There is something about technology shares that makes otherwise rational investors buy into blue sky stories that they would avoid if they were attached to a speculative mining company.
But the two shares on this list are different. They each went through the almost customary hype cycle that precedes the listing of a new tech stock. They also saw strong debuts when they hit the ASX boards for the first time, growing spectacularly with all at least doubling from the original issue price.
Read on to find out why each is also poised to turn promise into profits in 2016.
XERO FPO NZ (ASX: XRO) is one of the better known tech stories on the ASX. The provider of accounting software to small businesses and medium-sized enterprises has a lot of things going for it. Among them is the fact that it is a relatively “sticky” business model where users are unlikely to switch to another provider if they are happy with the service.
In addition, the revenue model is brilliant, with users billed monthly which provides the company with regular, stable, recurring revenue streams. The interesting thing about Xero is that is can “flick the switch” to profitability at any time it chooses by limiting investment.
The reason it does not do so is that it is chasing a dominant position in the huge North American market. Xero has pedigree in doing just that, having reached number 1 status in New Zealand and Australia for cloud accounting for business.
Leading into 2016, Xero’s gross margins are expanding, and the company has close to 600,000 paying subscribers. That’s right, paying. That’s what sets Xero up for a bright 2016.
Freelancer Ltd (ASX: FLN) is an online portal that matches those seeking work with those needing jobs completed. These jobs are as diverse as the user base, with employment ranging from computer programming to creative writing and financial consulting.
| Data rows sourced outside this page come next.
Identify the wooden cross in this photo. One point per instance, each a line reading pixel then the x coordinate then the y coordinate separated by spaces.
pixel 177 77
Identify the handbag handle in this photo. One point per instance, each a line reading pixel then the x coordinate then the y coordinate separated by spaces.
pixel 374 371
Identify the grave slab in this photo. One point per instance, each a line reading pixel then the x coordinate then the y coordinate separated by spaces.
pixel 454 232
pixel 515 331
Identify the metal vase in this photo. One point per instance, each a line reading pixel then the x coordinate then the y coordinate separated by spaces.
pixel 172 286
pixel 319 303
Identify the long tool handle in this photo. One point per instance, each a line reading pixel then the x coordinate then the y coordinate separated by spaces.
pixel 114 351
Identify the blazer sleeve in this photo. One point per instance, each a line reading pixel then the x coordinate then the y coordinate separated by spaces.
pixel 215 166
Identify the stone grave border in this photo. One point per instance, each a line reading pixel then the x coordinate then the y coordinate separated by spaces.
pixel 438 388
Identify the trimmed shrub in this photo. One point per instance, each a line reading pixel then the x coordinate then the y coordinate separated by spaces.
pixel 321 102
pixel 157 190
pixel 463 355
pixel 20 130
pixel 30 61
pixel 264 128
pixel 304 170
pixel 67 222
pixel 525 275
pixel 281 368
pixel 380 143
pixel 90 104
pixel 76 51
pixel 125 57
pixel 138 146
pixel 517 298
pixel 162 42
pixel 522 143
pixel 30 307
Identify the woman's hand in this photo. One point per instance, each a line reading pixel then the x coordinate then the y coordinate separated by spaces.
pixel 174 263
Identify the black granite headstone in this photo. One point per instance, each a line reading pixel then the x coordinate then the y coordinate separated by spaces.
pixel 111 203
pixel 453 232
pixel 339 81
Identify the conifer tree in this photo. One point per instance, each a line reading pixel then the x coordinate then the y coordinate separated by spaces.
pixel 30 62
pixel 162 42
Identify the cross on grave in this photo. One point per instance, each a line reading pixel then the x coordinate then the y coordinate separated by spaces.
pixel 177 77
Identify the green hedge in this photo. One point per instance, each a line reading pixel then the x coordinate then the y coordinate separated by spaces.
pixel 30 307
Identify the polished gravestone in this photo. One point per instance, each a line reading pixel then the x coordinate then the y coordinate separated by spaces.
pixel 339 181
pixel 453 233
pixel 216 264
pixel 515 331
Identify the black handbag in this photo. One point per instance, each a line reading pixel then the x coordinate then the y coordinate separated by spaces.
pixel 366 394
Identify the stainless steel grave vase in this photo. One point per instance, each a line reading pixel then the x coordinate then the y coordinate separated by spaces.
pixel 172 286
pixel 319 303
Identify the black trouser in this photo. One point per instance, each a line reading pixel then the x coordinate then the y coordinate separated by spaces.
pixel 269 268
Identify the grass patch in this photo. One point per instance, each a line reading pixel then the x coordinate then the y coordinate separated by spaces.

Like other online “list companies” Freelancer looks to benefit from having the largest community of both users and employers for online work. To this end, the company has built a user base of close to 17 million, with over 8.5 million jobs completed to date, with a total value of over $3.9 billion.
The company has the share price to support acquisitions, and will likely continue being a consolidator of smaller online job matching portals in order to build its community. This is crucial as Freelancer generates revenues by taking a fixed percentage cut of the value of every job on its platform.
Freelancer has generated positive operating cash flow for the first time and has narrowed its net loss as it approaches the ecosystem size that will allow it to operate profitably on a consistent basis.
It’s arguable that Freelancer could be a bigger company in 10 years time, but Xero looks to have taken a lot more of the steps required to become a profitable tech company in the near term.